Volatile start to the year offers opportunity for investors

The UK has seen another downward revision in the economic growth forecast for the current year, to the lowest level since the financial crisis

IT scarcely seems possible that we are almost half way through 2018. In terms of the UK market we have seen a somewhat volatile six months, with a strong start in January – a continuation of last year – giving way to a sharp slide at the beginning of February, followed by it inching lower still in March and recovery in April and May to reach a new peak, since when it has seen a period of consolidation. The US market (as measured by the S&P 500) also saw a sharp decline in February and although it has seen some recovery, it has yet to recover the high reached at the end of January.

Such market volatility does of course offer opportunities for investors, but it is, as ever, hard to look ahead with any certainty. Although we have seen a positive picture for the UK and the US in May, it has not been the same elsewhere: the Italian market, for example, was badly affected by the political instability and concerns over its commitment to continued membership of the Eurozone. Germany saw a somewhat uninspired month, finishing fairly flat and both Japan and Hong Kong gave up ground.
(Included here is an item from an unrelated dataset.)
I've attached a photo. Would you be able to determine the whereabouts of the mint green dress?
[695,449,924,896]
Other notable measures were mixed: oil was strong, having crept up again to briefly reach $80 a barrel, but gold was surprisingly neutral, trading in the middle of its range.

The global backdrop is, however, far from reassuring, but market observers appear to have become a little inured to the vagaries of geo-political drama. Over recent weeks we have seen a stormy G7 summit, which has damaged relations between the US and a number of close allies (Canada being the most notable) and also renewed fears of a trade war between the two largest economies, the US and China, with both so far showing no signs of backing down. In the meantime the UK has seen another downward revision in the economic growth forecast for the current year, to the lowest level since the financial crisis. The US is now facing gradual increases in interest rates, although these seem set to be modest and as a consequence, there are predictions that companies with lower debt and higher cash flow will outperform, possibly bringing an end to the bull market in highly leveraged US companies. The UK, in contrast, does not seem likely to increase rates in tandem: inflation remains subdued and growth, as already mentioned, remains muted.
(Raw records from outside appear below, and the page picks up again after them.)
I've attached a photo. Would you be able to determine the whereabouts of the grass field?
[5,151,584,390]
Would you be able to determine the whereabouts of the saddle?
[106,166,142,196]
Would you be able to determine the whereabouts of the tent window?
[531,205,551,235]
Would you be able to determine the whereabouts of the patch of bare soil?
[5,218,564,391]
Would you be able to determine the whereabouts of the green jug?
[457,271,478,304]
How has all of this translated into relative performances of the stock markets? For the first four months of the year, the FTSE 100 underperformed the S&P 500, even with the sharp recovery in March and April, although since then it outperformed in May only to fall back again in June. The correlation between the two markets is strong (hence the saying “New York sneezes and London catches a cold”), but it appears that the US is pulling ahead of the UK certainly in terms of continued strong economic growth, hence it will be interesting to map the relationship between the two markets for the remainder of the year.

:: Cathy Dixon is a director at the Belfast office of Cunningham Coates Stockbrokers, a trading name of Smith & Williamson Investment Management (SWIM). This article does not constitute a recommendation to buy or sell investments and the value of any shares may fall as well as rise. Investments carry risk and investors may not receive back the amount invested. The views expressed are those of the author and not necessarily of SWIM.